Phelan-McDermid Syndrome (PMS) is a rare neurodevelopmental disorder caused by SHANK3 haploinsufficiency on chromosome 22q13.3. It is characterized by global developmental delay, autism spectrum features, hypotonia, and variably dysmorphic traits. SHANK3 encodes a synaptic scaffolding protein essential for glutamatergic transmission and cortical connectivity; its disruption leads to widespread neurodevelopmental impairment. Advances in genetic testing have improved recognition of PMS and its overlap with epilepsy syndromes such as Lennox–Gastaut, underscoring the importance of early genetic evaluation in refractory epilepsy.

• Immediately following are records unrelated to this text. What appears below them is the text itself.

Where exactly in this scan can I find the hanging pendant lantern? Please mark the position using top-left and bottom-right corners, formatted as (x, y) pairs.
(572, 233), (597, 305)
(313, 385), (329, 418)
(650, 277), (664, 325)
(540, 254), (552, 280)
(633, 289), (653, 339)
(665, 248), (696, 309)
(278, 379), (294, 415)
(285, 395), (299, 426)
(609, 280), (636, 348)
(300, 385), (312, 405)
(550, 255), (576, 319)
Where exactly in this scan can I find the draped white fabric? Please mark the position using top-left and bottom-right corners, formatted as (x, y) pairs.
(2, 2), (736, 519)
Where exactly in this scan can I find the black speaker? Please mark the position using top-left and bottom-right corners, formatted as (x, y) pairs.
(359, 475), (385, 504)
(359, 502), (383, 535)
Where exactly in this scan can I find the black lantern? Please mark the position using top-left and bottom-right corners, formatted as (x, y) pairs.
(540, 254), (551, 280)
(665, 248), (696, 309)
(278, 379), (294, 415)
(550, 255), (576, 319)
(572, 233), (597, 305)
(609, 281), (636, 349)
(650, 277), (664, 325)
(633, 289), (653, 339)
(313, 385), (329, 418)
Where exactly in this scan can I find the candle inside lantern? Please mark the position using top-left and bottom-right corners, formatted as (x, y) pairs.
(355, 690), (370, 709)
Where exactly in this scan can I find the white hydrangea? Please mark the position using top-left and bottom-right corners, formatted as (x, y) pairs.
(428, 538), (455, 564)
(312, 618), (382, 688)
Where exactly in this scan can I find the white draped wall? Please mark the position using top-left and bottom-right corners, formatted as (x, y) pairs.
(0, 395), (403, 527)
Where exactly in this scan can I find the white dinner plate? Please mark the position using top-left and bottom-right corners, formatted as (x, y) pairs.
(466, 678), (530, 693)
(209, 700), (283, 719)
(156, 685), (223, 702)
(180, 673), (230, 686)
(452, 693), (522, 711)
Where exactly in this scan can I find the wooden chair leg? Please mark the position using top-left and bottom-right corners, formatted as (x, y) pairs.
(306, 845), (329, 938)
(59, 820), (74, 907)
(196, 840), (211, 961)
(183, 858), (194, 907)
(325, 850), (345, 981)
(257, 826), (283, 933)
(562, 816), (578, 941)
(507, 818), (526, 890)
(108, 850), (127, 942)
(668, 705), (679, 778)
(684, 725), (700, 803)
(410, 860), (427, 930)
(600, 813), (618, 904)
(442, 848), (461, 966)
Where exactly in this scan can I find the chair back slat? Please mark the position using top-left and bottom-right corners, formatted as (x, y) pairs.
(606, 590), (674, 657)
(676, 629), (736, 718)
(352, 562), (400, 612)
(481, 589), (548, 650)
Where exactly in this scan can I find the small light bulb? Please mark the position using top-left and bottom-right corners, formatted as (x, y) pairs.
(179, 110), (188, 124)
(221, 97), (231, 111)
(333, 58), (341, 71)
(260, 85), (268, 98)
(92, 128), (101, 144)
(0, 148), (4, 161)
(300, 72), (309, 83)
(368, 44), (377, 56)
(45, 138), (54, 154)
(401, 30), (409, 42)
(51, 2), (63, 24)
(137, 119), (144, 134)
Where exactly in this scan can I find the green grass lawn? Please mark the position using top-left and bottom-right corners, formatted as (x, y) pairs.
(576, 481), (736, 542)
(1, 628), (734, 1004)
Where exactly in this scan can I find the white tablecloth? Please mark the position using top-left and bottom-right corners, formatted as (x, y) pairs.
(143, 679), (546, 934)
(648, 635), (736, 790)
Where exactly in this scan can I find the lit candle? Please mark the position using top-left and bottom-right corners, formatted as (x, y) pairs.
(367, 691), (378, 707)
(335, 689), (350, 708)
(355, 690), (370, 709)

A 19-year-old male with a history of Lennox–Gastaut syndrome, autism spectrum disorder, and cerebral palsy presented with increased seizure frequency and emesis due to small bowel obstruction, requiring surgical intervention. Seizures began at age nine, consisting of brief tonic episodes with bilateral arm flexion and upward gaze, occurring in clusters lasting 3–5 seconds. Examination revealed microcephaly, gingival hypertrophy, nystagmus, spastic quadriparesis, low axial tone, and dyskinetic movements. EEG showed diffuse slowing with rare right central and left temporal discharges, and one generalized seizure. Brain MRI demonstrated mild diffuse atrophy with stable ventricular prominence.